By Tom Campbell Sep. 11, 2020 Updated: Sep. 11, 2020 4 a.m. An economist and law professor from UCLA, above, has sharply challenged a recent UC Berkeley study on the effects of an affirmative action ban. (Los Angeles Times/TNS) Photo: Los Angeles Times, TNS
Californians will decide in November whether to allow racial discrimination in public education through Proposition 16. After the death of George Floyd, many are looking for ways to rectify past racial injustices and address current inequities. Yet racial quotas and preferences are themselves unjust. Discrimination based on race is offensive to us as Californians and Americans. Which is why Prop. 16 proponents have used the word “diversity” rather than “discrimination,” not just in their campaign pitch, but on the November ballot label.
Morally, there is no difference between a racial quota and a racial preference. If there are 100 spaces available for an entering class, say, in the engineering program at Berkeley, to rule that no more than 40 could be Asian Americans would be deeply offensive to all of us. The 41st most qualified Asian American, who would have been admitted if she were not Asian American, would be right in feeling that California had discriminated against her because of her race.
Instead, suppose 15 of the 100 entry positions are reserved for students who were some race other than Asian-American. Since there are only 100 admissions in total, the pool available for Asian Americans would have been reduced to 85. Even if all 85 of these slots went to Asian Americans, the 86th would be in exactly the same position as the 41st in my first example. She would be excluded because of her race.
Giving preference to one student on the basis of her or his race is the same as excluding another student who is not of that race. This is simple arithmetic. To the student denied admissions, it doesn’t matter whether it was a quota or a preference for a different racial group that kept her or him out. The result is the same.
In the Supreme Court’s original “affirmative action” decision in 1978, the “Bakke” case, eight of nine Justices agreed with that analysis. Four of the justices ruled that it was wrong to keep Allan Bakke from being considered for the 16 places at UC Davis Medical School reserved for students of a different race than his. Four other Justices ruled that California could set aside the slots for racial minorities, so long as the purpose was benign. Only one Justice, Lewis Powell, said that the issue turned on whether California had a “quota” or just a “racial preference.”
Californians instinctively recognized that racial preferences and racial quotas were both wrong when they voted for Proposition 209 in 1996. Californians voted to prohibit racial discrimination and preferences in public education, public contracting, and public employment. Now, advocates of Prop. 16 would overturn Prop. 209’s guarantee that California must not discriminate on the basis of race.

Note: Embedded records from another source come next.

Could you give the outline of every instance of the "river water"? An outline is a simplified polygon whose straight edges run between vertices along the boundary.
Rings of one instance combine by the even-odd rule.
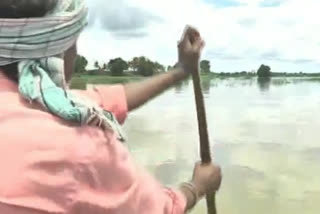
[[[320,81],[204,80],[222,214],[319,214]],[[175,186],[199,159],[191,81],[132,112],[125,124],[138,164]],[[206,213],[205,202],[193,210]]]

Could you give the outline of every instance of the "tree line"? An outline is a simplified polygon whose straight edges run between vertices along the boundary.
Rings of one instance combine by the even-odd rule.
[[[141,76],[152,76],[156,73],[166,71],[166,68],[159,62],[152,61],[147,57],[134,57],[130,61],[118,57],[110,59],[108,63],[100,64],[98,61],[94,63],[95,69],[87,70],[88,60],[81,55],[78,55],[75,62],[75,70],[78,73],[89,72],[89,74],[109,72],[113,76],[122,76],[125,71],[130,71],[132,74]]]
[[[86,73],[97,74],[97,73],[107,73],[109,72],[113,76],[122,76],[126,71],[130,71],[132,74],[141,76],[152,76],[156,73],[163,73],[172,68],[173,66],[164,66],[157,61],[152,61],[145,56],[134,57],[130,61],[125,61],[124,59],[118,57],[110,59],[108,63],[94,62],[94,68],[92,70],[87,70],[88,60],[81,55],[77,55],[75,62],[76,73]],[[210,62],[208,60],[201,61],[201,72],[210,73]]]
[[[92,70],[87,70],[88,60],[81,55],[77,55],[75,62],[76,73],[88,73],[88,74],[99,74],[108,73],[113,76],[122,76],[125,72],[130,72],[133,75],[141,76],[152,76],[157,73],[166,72],[176,65],[164,66],[157,61],[152,61],[145,56],[134,57],[130,61],[125,61],[124,59],[118,57],[110,59],[108,63],[99,63],[96,61],[94,63],[94,68]],[[237,76],[258,76],[258,78],[271,78],[275,76],[319,76],[320,73],[307,74],[303,72],[299,73],[274,73],[271,71],[271,67],[262,64],[257,71],[241,71],[241,72],[220,72],[214,73],[211,70],[211,64],[209,60],[202,60],[200,62],[200,72],[202,74],[213,74],[225,77],[237,77]]]

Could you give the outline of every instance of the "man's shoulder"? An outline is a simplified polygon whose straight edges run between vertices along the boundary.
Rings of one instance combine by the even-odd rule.
[[[107,140],[100,129],[76,126],[17,101],[0,105],[0,138],[2,146],[8,143],[29,149],[70,149],[71,152],[79,146],[93,146]]]

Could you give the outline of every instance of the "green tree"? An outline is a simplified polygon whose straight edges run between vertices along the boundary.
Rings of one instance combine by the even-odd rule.
[[[259,78],[270,78],[271,77],[271,68],[268,65],[261,65],[257,71]]]
[[[156,72],[162,72],[165,70],[163,65],[157,62],[152,62],[144,56],[134,57],[129,62],[129,67],[134,73],[142,76],[152,76]]]
[[[210,72],[210,61],[209,60],[202,60],[200,62],[200,71],[202,73],[209,73]]]
[[[129,64],[129,68],[132,69],[133,73],[137,73],[138,72],[139,60],[140,60],[140,57],[134,57],[128,63]]]
[[[121,76],[123,75],[123,71],[128,69],[128,63],[121,58],[111,59],[108,63],[108,67],[110,69],[111,75],[113,76]]]
[[[108,65],[107,65],[106,63],[103,63],[102,70],[103,70],[103,71],[106,71],[107,68],[108,68]]]
[[[155,71],[156,66],[151,60],[147,59],[144,56],[139,58],[138,74],[142,76],[152,76]]]
[[[77,55],[75,61],[75,72],[85,72],[88,65],[88,60],[81,55]]]
[[[95,61],[95,62],[94,62],[94,67],[95,67],[97,70],[100,70],[100,65],[99,65],[99,62],[98,62],[98,61]]]
[[[154,66],[155,66],[156,72],[158,73],[163,73],[166,71],[165,67],[158,62],[155,62]]]

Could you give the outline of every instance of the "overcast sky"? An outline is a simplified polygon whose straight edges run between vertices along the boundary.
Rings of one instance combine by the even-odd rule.
[[[319,0],[87,0],[89,26],[79,53],[89,61],[147,56],[177,59],[184,26],[206,41],[215,72],[257,69],[320,72]]]

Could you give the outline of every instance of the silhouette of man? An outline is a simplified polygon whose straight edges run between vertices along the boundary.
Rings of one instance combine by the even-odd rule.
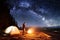
[[[23,35],[24,35],[24,32],[25,32],[25,22],[23,23]]]

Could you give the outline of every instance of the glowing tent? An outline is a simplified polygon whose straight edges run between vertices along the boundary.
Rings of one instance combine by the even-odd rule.
[[[20,31],[16,26],[9,26],[8,28],[6,28],[5,33],[15,35],[20,34]]]

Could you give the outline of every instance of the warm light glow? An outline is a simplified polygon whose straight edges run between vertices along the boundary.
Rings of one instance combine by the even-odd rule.
[[[12,29],[12,27],[6,28],[5,33],[10,33],[11,29]]]
[[[34,33],[34,29],[33,29],[33,28],[28,29],[27,33],[28,33],[28,34]]]
[[[5,30],[5,33],[14,35],[14,34],[20,34],[20,31],[16,26],[10,26]]]
[[[31,34],[31,33],[32,33],[32,30],[29,29],[29,30],[28,30],[28,33]]]

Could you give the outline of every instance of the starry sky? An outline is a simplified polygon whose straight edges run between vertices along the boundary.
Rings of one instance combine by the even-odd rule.
[[[60,0],[8,0],[10,14],[20,27],[60,26]]]

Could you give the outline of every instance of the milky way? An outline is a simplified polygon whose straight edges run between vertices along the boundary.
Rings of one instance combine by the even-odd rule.
[[[59,0],[8,0],[8,3],[19,27],[23,22],[28,26],[60,26]]]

Racial preferences have resulted in egregious racial discrimination and astoundingly disturbing results. A new study from the Center for Equal Opportunity (CEO) shows that if California were to return to racial preferences, race would not act as a mere tiebreaker between two equally qualified applicants. It would again become a major factor in discriminating against some applicants, while favoring others, on the basis of race.
The CEO report, “If California Restores Race Discrimination,” shows the heavy use of racial preferences at the University of California before Prop. 209 and at other large state universities similar to those in the UC system. It found that at the University of Virginia, the odds of a Black applicant being admitted over a white applicant in 2016 were 6.75-to-1, greater than the odds favoring Virginia residents (5.59-to-1).
At the University of Michigan, another highly selective public institution, Black applicants were admitted over white applicants at a ratio of more than 70-to-1, Latino applicants at roughly 46-to-1, and whites over Asian Americans at 1.46-to-1. These numbers are from 2005, the year before voters in Michigan banned the consideration of race in public education.
Should Prop. 16 pass, California will once again practice racial discrimination to achieve desired racial outcomes. We don’t live in a perfect society. Much injustice exists.
However, Californians should ask themselves this question: Is it moral for the state government to treat a person differently, to deny that person opportunity, because of her or his race?
In 2020, just as in 1996, the answer is a resounding, “No.”
Tom Campbell is honorary co-chair of the No on Prop.16 Campaign. He is a former U.S. congressman, former California state senator, former Stanford law professor, former dean of the Haas School of Business at Berkeley, and former dean of the Fowler School of Law at Chapman University. He is currently a professor of law and a professor of economics at Chapman. He clerked for Justice White of the U.S. Supreme Court the year Bakke was decided. These opinions are his own.